Elevation of Hemoglobin A1c Increases the Atherosclerotic Plaque Vulnerability and the Visit-to-Visit Variability of Lipid Profiles in Patients Who Underwent Elective Percutaneous Coronary Intervention

Affiliations

Elevation of Hemoglobin A1c Increases the Atherosclerotic Plaque Vulnerability and the Visit-to-Visit Variability of Lipid Profiles in Patients Who Underwent Elective Percutaneous Coronary Intervention

Duanbin Li et al. Front Cardiovasc Med. .

Abstract

Background: Increased plaque vulnerability and higher lipid variability are causes of adverse cardiovascular events. Despite a close association between glucose and lipid metabolisms, the influence of elevated glycated hemoglobin A1c (HbA1c) on plaque vulnerability and lipid variability remains unclear.

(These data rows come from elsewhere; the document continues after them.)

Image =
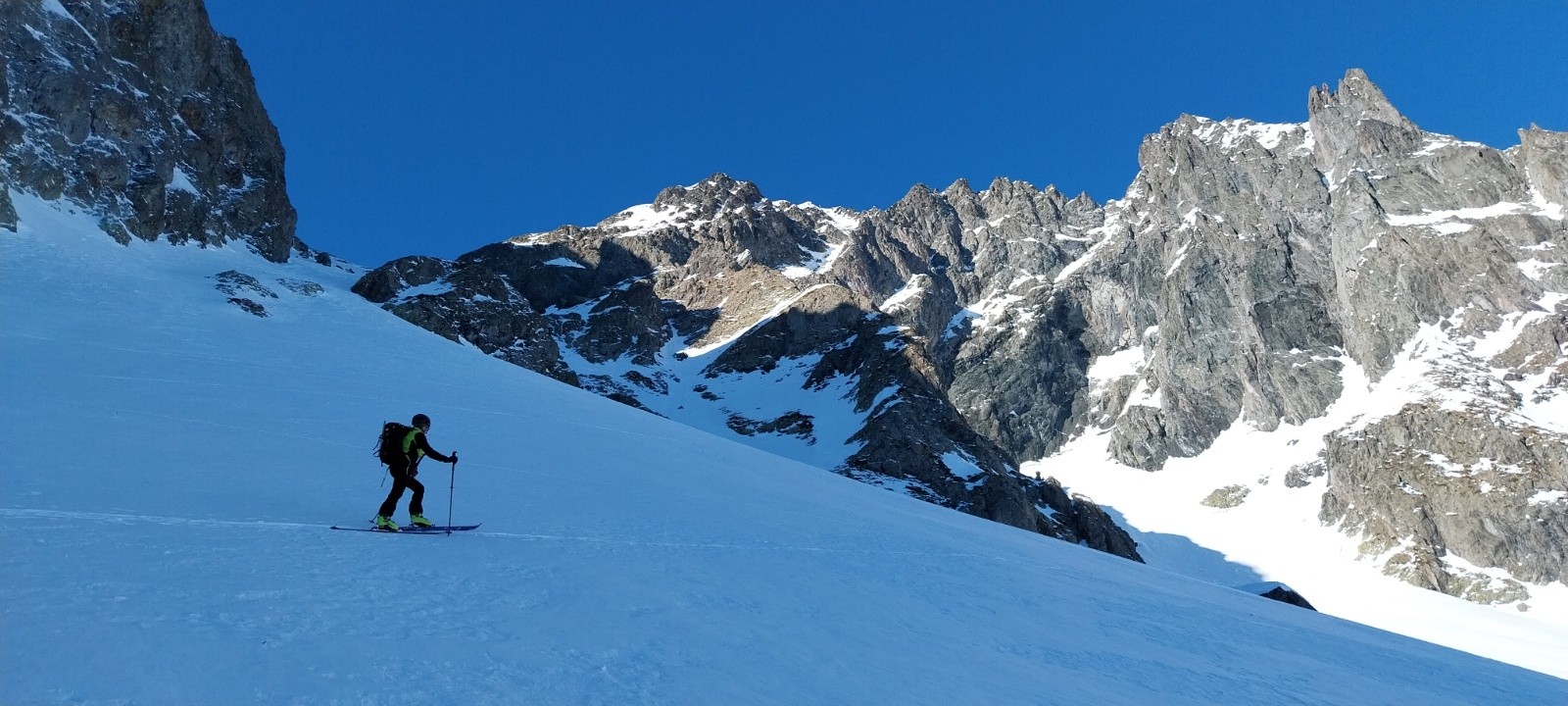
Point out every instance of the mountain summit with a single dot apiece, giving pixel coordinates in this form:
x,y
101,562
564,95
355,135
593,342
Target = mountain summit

Methods: Among subjects undergoing percutaneous coronary intervention (PCI) from 2009 through 2019, 366 patients received intravascular optical coherence tomography (OCT) assessment and 4,445 patients underwent the scheduled follow-ups within 1 year after PCI. Vulnerability features of culprit vessels were analyzed by OCT examination, including the assessment of lipid, macrophage, calcium, and minimal fibrous cap thickness (FCT). Visit-to-visit lipid variability was determined by different definitions including standard deviation (SD), coefficient of variation (CV), and variability independent of the mean (VIM). Multivariable linear regression analysis was used to verify the influence of HbA1c on plaque vulnerability features and lipid variability. Exploratory analyses were also performed in non-diabetic patients.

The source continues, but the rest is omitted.